Gus Menary directs “The Light Fantastic”, a thrilling world premiere, with precision. Each actor is fully alive--living and breathing their storylines, remaining grounded in a world that feels like The X-Files meets Stranger Things with a healthy sprinkle of Twin Peaks. The show begins and ends with a collective gasp. I sunk my teeth into this delicious theatrical experience and devoured it like a goddamn overpriced maple-bacon donut from Stan’s. I wish I could regurgitate this maple-bacon play and eat it again. 

The plot? Eh. I’d rather tell you how this show made me feel instead of rehashing what I hope you’ll go experience yourself. I’ll say this: the devil is a white man, death is inevitable, and nothing is free. 
 

 Andrew Burden Swanson and Paloma Nozicka / Photo: Jackalope Theatre

Andrew Burden Swanson and Paloma Nozicka /
Photo: Jackalope Theatre


Here are my top 10 reasons you need to buy tickets to this show like...
45 minutes ago:

1. Diego Colón, one of the funniest dudes in Chicago. It felt to me like Gus directed him in a way that allowed him to elaborate on the Diego we already know and love.
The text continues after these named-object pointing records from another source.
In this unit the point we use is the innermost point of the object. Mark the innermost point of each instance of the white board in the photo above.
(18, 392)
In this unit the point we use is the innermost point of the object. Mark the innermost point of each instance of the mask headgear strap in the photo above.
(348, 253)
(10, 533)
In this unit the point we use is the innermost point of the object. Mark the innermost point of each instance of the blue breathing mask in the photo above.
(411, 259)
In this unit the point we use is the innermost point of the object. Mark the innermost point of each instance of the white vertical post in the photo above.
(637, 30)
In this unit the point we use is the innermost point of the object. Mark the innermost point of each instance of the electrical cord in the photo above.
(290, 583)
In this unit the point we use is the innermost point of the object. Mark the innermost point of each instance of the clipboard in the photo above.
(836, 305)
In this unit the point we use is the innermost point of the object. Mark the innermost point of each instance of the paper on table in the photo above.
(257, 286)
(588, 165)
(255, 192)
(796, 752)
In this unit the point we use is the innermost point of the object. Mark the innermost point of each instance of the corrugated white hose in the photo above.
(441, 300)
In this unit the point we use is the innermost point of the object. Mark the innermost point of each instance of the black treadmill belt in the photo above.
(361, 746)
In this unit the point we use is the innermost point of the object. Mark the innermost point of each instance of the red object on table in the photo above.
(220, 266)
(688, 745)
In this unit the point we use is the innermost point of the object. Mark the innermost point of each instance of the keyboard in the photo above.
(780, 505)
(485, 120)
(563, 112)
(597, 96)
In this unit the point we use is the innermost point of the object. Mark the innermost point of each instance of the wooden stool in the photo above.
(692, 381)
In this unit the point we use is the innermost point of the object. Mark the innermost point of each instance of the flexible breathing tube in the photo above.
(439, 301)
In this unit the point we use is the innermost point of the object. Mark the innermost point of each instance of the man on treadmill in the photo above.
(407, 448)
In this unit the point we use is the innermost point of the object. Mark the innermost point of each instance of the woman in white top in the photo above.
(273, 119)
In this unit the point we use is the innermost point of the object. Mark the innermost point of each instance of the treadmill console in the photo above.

Believable is an understatement. If you don’t know Diego Colón...why?

2. The special fx that made me go “k, but how?” Swinging chandeliers, rattling wall decor, a ghost door with a mind of its own...I’m so into it. 
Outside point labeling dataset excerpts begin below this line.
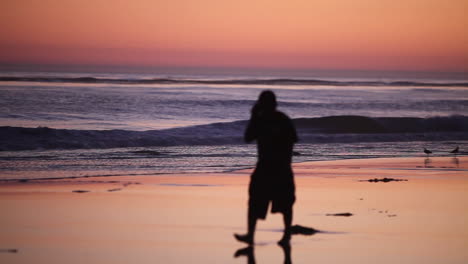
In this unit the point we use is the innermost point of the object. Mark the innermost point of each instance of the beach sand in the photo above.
(191, 218)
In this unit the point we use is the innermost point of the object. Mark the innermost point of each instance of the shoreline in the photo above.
(301, 165)
(181, 218)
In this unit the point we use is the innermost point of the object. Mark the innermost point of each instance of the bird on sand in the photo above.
(455, 151)
(427, 151)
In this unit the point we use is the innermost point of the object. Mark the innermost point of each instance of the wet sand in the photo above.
(190, 218)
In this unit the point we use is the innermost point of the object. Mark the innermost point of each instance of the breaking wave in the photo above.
(346, 129)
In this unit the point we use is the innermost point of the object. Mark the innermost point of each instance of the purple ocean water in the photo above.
(55, 124)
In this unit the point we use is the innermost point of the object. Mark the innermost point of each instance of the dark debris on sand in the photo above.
(303, 230)
(80, 191)
(383, 180)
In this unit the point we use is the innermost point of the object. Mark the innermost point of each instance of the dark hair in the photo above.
(267, 101)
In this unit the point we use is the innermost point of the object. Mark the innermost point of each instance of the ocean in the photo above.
(59, 125)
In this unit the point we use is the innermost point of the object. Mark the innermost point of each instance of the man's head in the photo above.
(267, 101)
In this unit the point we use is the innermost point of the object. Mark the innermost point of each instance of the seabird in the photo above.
(427, 151)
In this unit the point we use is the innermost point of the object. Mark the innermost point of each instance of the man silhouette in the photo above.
(273, 178)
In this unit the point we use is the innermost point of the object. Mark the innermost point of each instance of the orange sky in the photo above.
(316, 34)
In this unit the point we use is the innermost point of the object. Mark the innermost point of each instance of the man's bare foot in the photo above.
(284, 241)
(247, 251)
(244, 238)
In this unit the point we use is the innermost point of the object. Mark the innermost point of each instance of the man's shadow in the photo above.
(249, 253)
(295, 230)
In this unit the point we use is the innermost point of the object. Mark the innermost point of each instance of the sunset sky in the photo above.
(412, 35)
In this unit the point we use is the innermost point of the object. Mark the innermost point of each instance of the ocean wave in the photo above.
(271, 81)
(311, 130)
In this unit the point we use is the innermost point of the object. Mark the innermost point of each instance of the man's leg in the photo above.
(251, 224)
(287, 218)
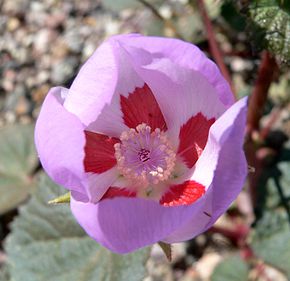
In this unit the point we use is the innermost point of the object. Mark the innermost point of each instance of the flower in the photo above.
(149, 141)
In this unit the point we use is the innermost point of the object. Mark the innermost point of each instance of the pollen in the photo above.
(144, 156)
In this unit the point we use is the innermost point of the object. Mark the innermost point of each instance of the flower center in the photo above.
(144, 156)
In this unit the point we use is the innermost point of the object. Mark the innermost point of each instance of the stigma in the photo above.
(145, 157)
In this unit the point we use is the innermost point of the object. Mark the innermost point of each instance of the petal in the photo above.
(99, 152)
(185, 55)
(59, 140)
(180, 93)
(141, 107)
(182, 194)
(226, 141)
(193, 137)
(98, 184)
(126, 224)
(95, 93)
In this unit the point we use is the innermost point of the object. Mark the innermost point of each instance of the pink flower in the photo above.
(149, 141)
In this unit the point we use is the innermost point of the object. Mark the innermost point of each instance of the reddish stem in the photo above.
(257, 102)
(214, 48)
(259, 96)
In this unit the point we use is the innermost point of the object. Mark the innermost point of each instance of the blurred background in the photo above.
(43, 44)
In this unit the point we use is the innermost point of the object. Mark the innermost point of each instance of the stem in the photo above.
(259, 96)
(166, 22)
(214, 48)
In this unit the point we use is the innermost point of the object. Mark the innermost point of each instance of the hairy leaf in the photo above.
(271, 25)
(231, 269)
(47, 244)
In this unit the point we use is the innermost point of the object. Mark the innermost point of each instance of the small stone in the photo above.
(63, 70)
(40, 93)
(12, 24)
(22, 106)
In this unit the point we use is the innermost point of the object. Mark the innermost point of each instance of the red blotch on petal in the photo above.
(142, 107)
(182, 194)
(193, 137)
(113, 192)
(99, 152)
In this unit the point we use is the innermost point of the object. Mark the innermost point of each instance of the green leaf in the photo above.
(271, 19)
(231, 269)
(47, 244)
(4, 276)
(271, 241)
(18, 159)
(271, 235)
(65, 198)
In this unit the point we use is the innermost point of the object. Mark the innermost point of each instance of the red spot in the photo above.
(183, 194)
(113, 192)
(142, 107)
(99, 152)
(193, 137)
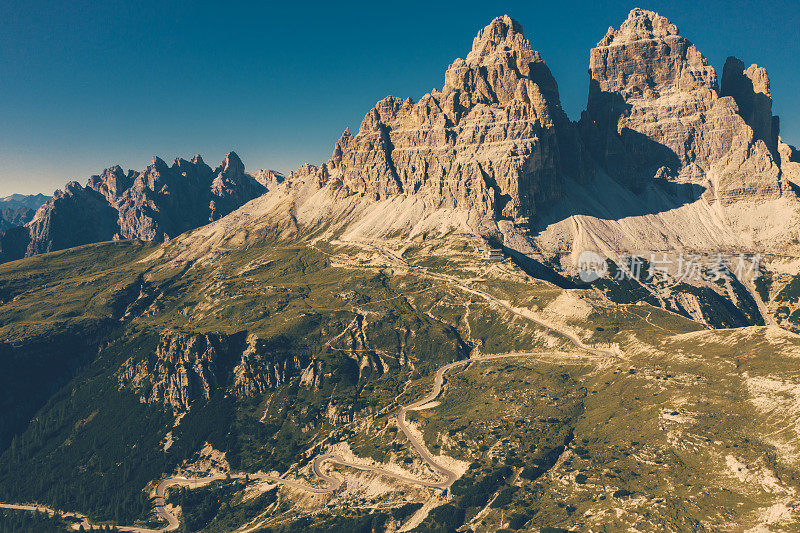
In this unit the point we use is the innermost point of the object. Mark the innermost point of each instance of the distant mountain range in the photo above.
(18, 209)
(403, 338)
(156, 204)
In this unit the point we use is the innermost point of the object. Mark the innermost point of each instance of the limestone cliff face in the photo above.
(153, 205)
(188, 367)
(494, 140)
(655, 110)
3. Brianna Buckley (Hariet), who I now have an admiration crush on, for her literal perfect delivery, timing, and charm. And honesty and warmth and depth. Ever seen an actor deliver a monologue so hilarious that the audience bursts into applause? She is giving us strong-survivor-standupcomedian realness.

4. Visceral audience reactions. From everyone. We were a damn family after that experience.
 
5. A reference to Capricorns. 

6. Some meta lines that aren’t too meta. Like a solid amount of meta. 

7. Storylines that make you reevaluate what it means to be home. Did I talk about just that, with my therapist, this week? Good chance I did. 

8. The use of the word “Fuckening.” 

9. 100 minutes of “I must now go home and think about my career because holy shit am I even a writer?” (You are. This feeling of self-doubt will pass).

10. Malort jokes. I got sober before I could try it...still laughed my ass off. After this show, I considered relapsing just to try it. Too soon?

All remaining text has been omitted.